The “Monster” in Macmillan’s play is seemingly clear from the moment that stage lighting illuminates the youngest face of the cast. Campbell Parsons is electrifying as Darryl, a budding psychopath who speaks with convincing intensity about burning buildings, setting off fire extinguishers and playing with knives. Darryl idolises notoriously evil figures like Charles Manson and Jack the Ripper and informs his new teacher Tom (Tony J Black) – or as he calls him – “Agency” that he has aspirations to be just like these people one day. Daryll seems to have an eerie level of unspoken insight into his situation, and Parsons – as an actor – is able to use physicality and tone to accurately command the audience’s attention.

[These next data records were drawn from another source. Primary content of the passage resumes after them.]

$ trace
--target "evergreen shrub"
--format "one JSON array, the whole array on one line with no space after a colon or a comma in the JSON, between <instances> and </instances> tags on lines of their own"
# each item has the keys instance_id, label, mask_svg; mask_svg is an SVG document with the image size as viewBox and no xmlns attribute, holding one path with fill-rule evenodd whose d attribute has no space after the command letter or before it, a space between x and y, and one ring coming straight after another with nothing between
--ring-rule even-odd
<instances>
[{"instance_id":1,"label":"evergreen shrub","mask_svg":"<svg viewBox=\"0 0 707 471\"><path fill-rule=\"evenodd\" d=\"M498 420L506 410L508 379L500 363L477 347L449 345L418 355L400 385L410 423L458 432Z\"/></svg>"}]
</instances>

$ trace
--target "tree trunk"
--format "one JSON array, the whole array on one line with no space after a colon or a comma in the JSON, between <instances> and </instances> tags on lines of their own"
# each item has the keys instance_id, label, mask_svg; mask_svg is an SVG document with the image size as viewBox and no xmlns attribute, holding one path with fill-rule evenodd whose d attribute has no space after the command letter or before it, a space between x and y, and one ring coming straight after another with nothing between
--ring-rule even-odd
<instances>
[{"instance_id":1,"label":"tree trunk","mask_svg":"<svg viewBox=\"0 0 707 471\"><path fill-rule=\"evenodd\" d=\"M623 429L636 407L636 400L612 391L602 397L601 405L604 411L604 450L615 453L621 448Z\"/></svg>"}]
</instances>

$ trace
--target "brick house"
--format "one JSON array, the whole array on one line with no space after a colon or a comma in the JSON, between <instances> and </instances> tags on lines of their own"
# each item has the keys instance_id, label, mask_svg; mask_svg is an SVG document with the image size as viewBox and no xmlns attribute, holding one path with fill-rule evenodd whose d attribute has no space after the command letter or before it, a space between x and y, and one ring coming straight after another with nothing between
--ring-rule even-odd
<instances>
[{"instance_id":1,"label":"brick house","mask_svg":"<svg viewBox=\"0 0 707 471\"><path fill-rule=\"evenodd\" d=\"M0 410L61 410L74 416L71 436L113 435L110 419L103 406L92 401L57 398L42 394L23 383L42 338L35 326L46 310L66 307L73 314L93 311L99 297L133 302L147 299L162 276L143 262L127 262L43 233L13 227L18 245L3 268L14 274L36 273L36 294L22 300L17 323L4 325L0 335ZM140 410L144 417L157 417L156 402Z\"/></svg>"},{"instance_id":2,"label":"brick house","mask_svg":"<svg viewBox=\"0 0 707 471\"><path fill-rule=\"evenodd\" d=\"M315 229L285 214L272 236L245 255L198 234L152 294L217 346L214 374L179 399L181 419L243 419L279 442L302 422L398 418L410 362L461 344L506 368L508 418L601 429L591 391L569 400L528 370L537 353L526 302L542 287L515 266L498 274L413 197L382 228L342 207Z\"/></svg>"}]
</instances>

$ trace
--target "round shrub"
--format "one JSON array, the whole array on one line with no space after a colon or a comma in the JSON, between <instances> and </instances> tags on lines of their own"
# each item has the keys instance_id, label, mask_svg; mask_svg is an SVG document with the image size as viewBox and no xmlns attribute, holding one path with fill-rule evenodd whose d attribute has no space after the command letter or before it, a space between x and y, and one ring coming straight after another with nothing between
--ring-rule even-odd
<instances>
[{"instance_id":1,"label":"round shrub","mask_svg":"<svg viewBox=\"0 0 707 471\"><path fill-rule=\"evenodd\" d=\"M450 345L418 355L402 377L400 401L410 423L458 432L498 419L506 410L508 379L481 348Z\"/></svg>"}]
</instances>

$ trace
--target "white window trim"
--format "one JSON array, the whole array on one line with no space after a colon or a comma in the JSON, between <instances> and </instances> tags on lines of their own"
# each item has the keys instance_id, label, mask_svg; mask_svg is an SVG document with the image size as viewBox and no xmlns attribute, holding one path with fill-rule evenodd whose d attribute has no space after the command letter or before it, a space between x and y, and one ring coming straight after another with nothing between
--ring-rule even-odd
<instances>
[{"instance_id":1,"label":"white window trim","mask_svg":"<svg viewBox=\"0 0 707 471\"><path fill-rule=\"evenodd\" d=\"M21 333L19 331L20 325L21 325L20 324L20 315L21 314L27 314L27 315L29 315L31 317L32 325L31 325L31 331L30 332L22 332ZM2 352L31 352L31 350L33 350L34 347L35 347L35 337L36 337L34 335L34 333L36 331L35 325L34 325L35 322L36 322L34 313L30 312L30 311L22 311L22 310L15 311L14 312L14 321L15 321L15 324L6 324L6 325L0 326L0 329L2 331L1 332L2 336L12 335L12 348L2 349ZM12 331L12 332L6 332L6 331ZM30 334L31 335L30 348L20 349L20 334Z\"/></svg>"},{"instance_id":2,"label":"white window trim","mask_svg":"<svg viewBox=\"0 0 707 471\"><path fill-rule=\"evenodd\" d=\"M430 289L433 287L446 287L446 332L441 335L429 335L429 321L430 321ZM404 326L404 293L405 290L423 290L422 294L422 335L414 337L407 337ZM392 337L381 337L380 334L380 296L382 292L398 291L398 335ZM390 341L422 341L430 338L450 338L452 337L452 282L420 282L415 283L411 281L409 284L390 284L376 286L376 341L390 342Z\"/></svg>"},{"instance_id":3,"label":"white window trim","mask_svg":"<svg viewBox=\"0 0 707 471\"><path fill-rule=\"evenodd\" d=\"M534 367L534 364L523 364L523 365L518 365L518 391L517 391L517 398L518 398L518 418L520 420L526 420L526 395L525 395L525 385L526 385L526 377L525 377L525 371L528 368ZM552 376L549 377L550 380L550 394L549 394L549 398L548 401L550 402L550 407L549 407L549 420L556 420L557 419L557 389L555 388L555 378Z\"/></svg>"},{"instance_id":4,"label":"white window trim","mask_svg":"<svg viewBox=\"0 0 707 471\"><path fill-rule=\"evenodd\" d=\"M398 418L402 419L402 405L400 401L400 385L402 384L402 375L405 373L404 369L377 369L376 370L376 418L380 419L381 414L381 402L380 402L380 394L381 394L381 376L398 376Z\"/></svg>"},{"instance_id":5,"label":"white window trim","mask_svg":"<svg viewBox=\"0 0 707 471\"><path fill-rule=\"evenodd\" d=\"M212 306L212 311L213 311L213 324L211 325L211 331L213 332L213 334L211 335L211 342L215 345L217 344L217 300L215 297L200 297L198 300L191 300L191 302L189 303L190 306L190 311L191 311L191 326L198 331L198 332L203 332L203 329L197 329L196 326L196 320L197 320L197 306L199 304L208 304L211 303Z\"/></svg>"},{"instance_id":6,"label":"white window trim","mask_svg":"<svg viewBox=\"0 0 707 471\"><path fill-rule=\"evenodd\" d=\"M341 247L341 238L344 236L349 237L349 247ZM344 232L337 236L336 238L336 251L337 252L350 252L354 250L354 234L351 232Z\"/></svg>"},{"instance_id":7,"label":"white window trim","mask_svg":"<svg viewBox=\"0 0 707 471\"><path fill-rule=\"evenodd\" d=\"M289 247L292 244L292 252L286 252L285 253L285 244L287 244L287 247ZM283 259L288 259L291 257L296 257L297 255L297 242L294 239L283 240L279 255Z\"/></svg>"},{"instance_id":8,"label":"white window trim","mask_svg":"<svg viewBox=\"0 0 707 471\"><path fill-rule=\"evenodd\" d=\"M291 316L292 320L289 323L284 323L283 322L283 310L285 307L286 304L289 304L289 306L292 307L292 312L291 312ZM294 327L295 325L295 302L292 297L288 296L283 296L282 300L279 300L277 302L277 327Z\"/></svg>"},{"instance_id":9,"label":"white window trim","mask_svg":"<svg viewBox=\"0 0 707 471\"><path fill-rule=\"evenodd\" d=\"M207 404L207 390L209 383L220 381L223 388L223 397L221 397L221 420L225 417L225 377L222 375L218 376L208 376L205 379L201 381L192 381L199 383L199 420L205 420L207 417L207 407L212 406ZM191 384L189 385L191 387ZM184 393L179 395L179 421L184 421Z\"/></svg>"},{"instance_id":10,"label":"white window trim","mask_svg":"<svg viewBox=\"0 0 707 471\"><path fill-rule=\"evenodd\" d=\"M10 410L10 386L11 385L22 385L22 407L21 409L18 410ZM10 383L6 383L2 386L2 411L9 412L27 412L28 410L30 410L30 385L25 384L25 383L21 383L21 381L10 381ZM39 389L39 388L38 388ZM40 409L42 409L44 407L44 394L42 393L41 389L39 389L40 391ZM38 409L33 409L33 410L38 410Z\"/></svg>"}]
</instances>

Darryl is a child whose pain has rendered him so incapable of anything productive beyond creating a spectacle of it. He exposes his new teacher’s vulnerabilities with ease; collecting them as ammunition to be inflicted at the right time. Black holds the character of the frustrated teacher well, and when he is regrettably drawn into comments about his race and level of affluence, it is clear that Darryl has successfully projected his own feelings of difference and shame onto his next unwitting victim. Darryl’s feelings seem to be so unbearable that even his Nan is not safe, evident by a moment in which he expresses to Tom that he fantasises about stabbing her in the back when she cooks his dinner each night.

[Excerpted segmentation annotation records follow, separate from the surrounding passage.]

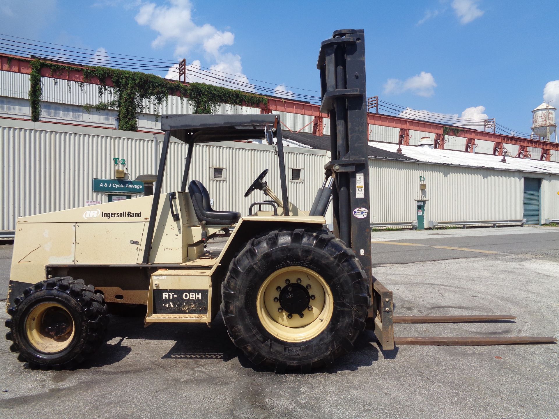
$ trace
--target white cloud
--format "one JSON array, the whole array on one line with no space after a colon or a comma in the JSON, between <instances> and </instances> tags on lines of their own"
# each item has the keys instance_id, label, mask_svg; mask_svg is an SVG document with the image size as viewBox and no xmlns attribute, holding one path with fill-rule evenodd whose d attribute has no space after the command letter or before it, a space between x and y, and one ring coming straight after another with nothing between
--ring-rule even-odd
<instances>
[{"instance_id":1,"label":"white cloud","mask_svg":"<svg viewBox=\"0 0 559 419\"><path fill-rule=\"evenodd\" d=\"M226 54L223 60L209 69L202 68L200 60L195 60L191 64L186 66L186 81L255 92L254 85L251 84L246 76L241 73L241 70L240 57L236 55ZM228 74L224 74L224 72ZM178 66L170 67L165 78L178 80Z\"/></svg>"},{"instance_id":2,"label":"white cloud","mask_svg":"<svg viewBox=\"0 0 559 419\"><path fill-rule=\"evenodd\" d=\"M437 17L439 15L440 15L444 10L426 10L425 11L425 15L423 18L418 22L415 25L419 26L420 25L423 25L425 22L428 21L429 19L432 19L434 17Z\"/></svg>"},{"instance_id":3,"label":"white cloud","mask_svg":"<svg viewBox=\"0 0 559 419\"><path fill-rule=\"evenodd\" d=\"M406 108L405 110L401 112L398 116L408 119L422 120L447 123L449 125L465 126L473 130L483 131L485 128L483 121L489 117L484 113L485 111L485 108L484 106L472 106L467 108L462 112L461 115L458 115L457 113L440 113L425 109L420 111Z\"/></svg>"},{"instance_id":4,"label":"white cloud","mask_svg":"<svg viewBox=\"0 0 559 419\"><path fill-rule=\"evenodd\" d=\"M274 96L281 96L285 97L286 96L293 96L293 92L288 90L287 87L285 87L285 84L278 84L276 86L274 89Z\"/></svg>"},{"instance_id":5,"label":"white cloud","mask_svg":"<svg viewBox=\"0 0 559 419\"><path fill-rule=\"evenodd\" d=\"M38 36L56 17L56 0L1 0L3 34L26 38Z\"/></svg>"},{"instance_id":6,"label":"white cloud","mask_svg":"<svg viewBox=\"0 0 559 419\"><path fill-rule=\"evenodd\" d=\"M454 14L460 20L462 25L469 23L478 17L481 17L484 11L477 8L479 0L454 0L452 2L452 8Z\"/></svg>"},{"instance_id":7,"label":"white cloud","mask_svg":"<svg viewBox=\"0 0 559 419\"><path fill-rule=\"evenodd\" d=\"M189 0L170 0L170 4L165 6L146 3L140 7L135 19L139 25L149 26L158 33L151 42L153 47L173 44L177 59L198 51L203 54L209 61L210 69L202 69L200 60L193 60L187 68L187 82L254 91L254 86L243 72L240 56L223 51L224 47L233 45L235 35L229 31L219 31L209 23L196 25L192 20L192 9ZM177 79L178 73L173 68L169 69L166 77Z\"/></svg>"},{"instance_id":8,"label":"white cloud","mask_svg":"<svg viewBox=\"0 0 559 419\"><path fill-rule=\"evenodd\" d=\"M484 122L480 122L480 120L485 121L489 119L489 117L487 114L484 113L485 107L484 106L472 106L466 108L462 113L462 117L465 118L464 122L467 123L468 128L474 130L484 131L485 129L485 125ZM462 122L455 123L455 125L459 125Z\"/></svg>"},{"instance_id":9,"label":"white cloud","mask_svg":"<svg viewBox=\"0 0 559 419\"><path fill-rule=\"evenodd\" d=\"M384 85L385 94L399 94L411 92L418 96L429 97L435 93L435 78L430 73L421 72L403 82L399 79L389 79Z\"/></svg>"},{"instance_id":10,"label":"white cloud","mask_svg":"<svg viewBox=\"0 0 559 419\"><path fill-rule=\"evenodd\" d=\"M89 59L89 63L93 65L108 65L110 61L107 50L103 47L97 48L95 54Z\"/></svg>"},{"instance_id":11,"label":"white cloud","mask_svg":"<svg viewBox=\"0 0 559 419\"><path fill-rule=\"evenodd\" d=\"M559 107L559 80L546 84L543 88L543 101L555 108Z\"/></svg>"}]
</instances>

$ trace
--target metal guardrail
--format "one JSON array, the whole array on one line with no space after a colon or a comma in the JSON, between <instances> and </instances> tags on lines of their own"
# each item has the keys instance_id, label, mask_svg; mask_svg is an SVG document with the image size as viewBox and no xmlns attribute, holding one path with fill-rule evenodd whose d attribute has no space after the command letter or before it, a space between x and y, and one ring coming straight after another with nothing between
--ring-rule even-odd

The themes in this play are not for the faint of heart. Mental illness, social class, trauma and despair bounce around the room, as the stellar acting exposes the machinations of truly flawed people. Grey areas in moral culpability are explored, and when new characters enters the stage, they serve only to ask more questions than to answer them.

 

 

Tom’s soon to be wife Jodie (Romney Hamilton), as well as Darryl’s Nan ‘Ms Clarke’ or Rita (Linda Nicholls-Gidley), both do justice to the part of people who are trapped and out of their depth. Rita’s constant and fraught attempts to avoid associations with her surname – or to take any accountability for her grandson’s behaviour – are revealing aspects of the script. It is clear that despite being lonely, Rita does not want to be bound to the responsibility with which she is endowed, and she instead chooses to find what little solace she can in her “faith”. Her partner Carl – who only ever appears as a name in this play – is a character that seems to supersede all evil that Darryl mentions he is capable of to Tom.

There are glimmers of hope and humour in the performance and in one scene, Darryl hints of the notion that a child who has been written off as “inherently bad” may perhaps be capable of empathy (or at very least guilt) if someone were to truly care for him. However, what follows this scene adds an even greater depth to the plot, in the idea that people can inflict ferocious pain onto others when their own has gone completely unchecked.

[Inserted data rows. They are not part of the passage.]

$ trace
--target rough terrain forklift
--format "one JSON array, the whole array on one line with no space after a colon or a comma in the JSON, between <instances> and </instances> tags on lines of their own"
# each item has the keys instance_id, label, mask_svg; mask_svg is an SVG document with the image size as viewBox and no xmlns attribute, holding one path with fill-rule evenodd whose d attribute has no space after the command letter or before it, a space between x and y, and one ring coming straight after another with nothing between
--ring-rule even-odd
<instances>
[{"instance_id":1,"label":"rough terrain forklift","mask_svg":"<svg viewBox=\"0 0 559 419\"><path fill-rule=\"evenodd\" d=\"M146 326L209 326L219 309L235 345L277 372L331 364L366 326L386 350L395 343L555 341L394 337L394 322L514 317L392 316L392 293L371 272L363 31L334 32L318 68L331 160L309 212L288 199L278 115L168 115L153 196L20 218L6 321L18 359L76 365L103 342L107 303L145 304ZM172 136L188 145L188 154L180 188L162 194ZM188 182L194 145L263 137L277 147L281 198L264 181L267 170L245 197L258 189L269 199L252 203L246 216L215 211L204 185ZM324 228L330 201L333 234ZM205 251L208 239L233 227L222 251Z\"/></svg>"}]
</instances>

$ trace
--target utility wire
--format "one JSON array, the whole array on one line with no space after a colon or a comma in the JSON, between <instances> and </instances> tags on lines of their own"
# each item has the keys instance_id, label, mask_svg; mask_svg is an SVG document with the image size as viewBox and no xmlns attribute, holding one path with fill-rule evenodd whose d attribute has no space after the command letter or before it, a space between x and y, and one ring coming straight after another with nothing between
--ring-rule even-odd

In its intimate exploration of familiar but profound themes, this is a play – and venue – that allows for a communion of thought from an invested audience. The Director and cast treat the subject matter with respect, which means the themes are capable of reaching a thinking and feeling audience. It was – at some stages in this performance – difficult to avoid exchanging furtive glances with audience members on the opposite side, as they navigated their own visceral reactions to the many transfixing moments in the play.

More than ever, it is important that human beings continue to explore the puzzling moral issues within this play. Conversations ignited after this version of Monster are likely to spill out of the theatre bar and onto the streets well after the last scene. Don’t miss out on this one, and be sure to take a good friend or family member to yarn with after the show.

I give this one 4 stars (and a fantastic director)!